1848-49 |
Marx et Engels journalistes au coeur de la révolution... Une publication effectuée en collaboration avec la bibliothèque de sciences sociales de l'Université de Québec. |
La Nouvelle Gazette Rhénane
Le mouvement révolutionnaire
Cologne, 31 décembre.
Aucun mouvement révolutionnaire ne fut inauguré par un prélude aussi édifiant que celui de 1848. Le pape lui donna une consécration religieuse. La harpe éolienne de Lamartine frémit sous les mélodies philantropiques aux sons attendrissants dont le texte était la fraternité entre les membres de la société et entre les nations.

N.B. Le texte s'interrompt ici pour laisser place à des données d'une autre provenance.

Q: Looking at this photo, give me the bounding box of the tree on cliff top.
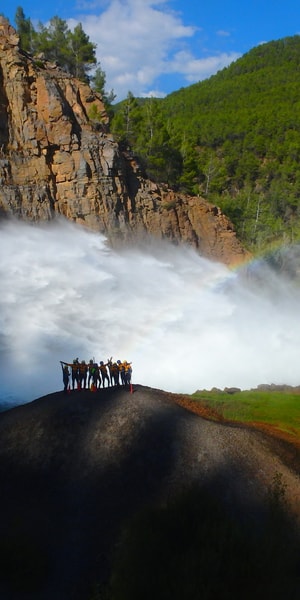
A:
[15,6,97,82]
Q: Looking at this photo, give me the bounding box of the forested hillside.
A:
[111,36,300,250]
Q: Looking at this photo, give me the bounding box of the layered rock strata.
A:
[0,17,247,264]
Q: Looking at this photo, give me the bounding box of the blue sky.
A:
[0,0,300,101]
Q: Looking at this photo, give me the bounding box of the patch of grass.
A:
[191,390,300,441]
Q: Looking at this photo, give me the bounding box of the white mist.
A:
[0,221,300,402]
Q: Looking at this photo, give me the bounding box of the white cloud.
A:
[170,51,240,83]
[69,0,238,101]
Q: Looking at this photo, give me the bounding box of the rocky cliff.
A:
[0,17,247,264]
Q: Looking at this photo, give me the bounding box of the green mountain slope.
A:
[112,36,300,250]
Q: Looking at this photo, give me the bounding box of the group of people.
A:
[60,357,132,393]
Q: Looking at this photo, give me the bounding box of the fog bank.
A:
[0,221,300,402]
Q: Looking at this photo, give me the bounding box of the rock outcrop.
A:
[0,17,247,264]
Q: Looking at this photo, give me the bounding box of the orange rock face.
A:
[0,17,247,264]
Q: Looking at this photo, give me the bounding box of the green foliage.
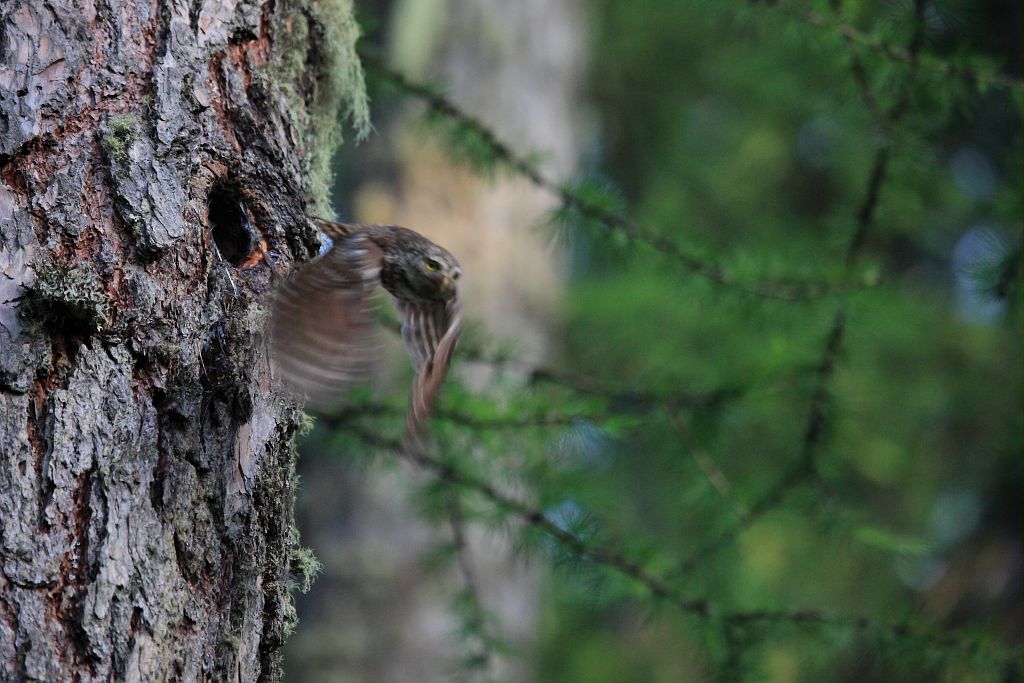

« Soyez embrassées, multitudes !
Ce baiser, au monde entier [1] ! »
En ce moment le pape, chassé de Rome, est à Gaète sous la protection de Ferdinand, ce tigre idiot, et des « Iniciatore » de l'Italie [2], intriguant contre l'Italie avec l'Autriche, son ennemi mortel et héréditaire, cette Autriche qu'en des temps heureux, il avait menacée d'excommunication. Les dernières élections françaises à la Présidence ont fourni des tableaux statistiques de l'impopularité du traître Lamartine [3]. Rien de plus philantropique, de plus humanitaire, de plus faible que les révolutionnaires de février et de mars, rien de plus brutal que les conséquences nécessaires de cet humanitarisme de la faiblesse. En témoignent l'Italie, la Pologne, l'Allemagne, et surtout les vaincus de juin.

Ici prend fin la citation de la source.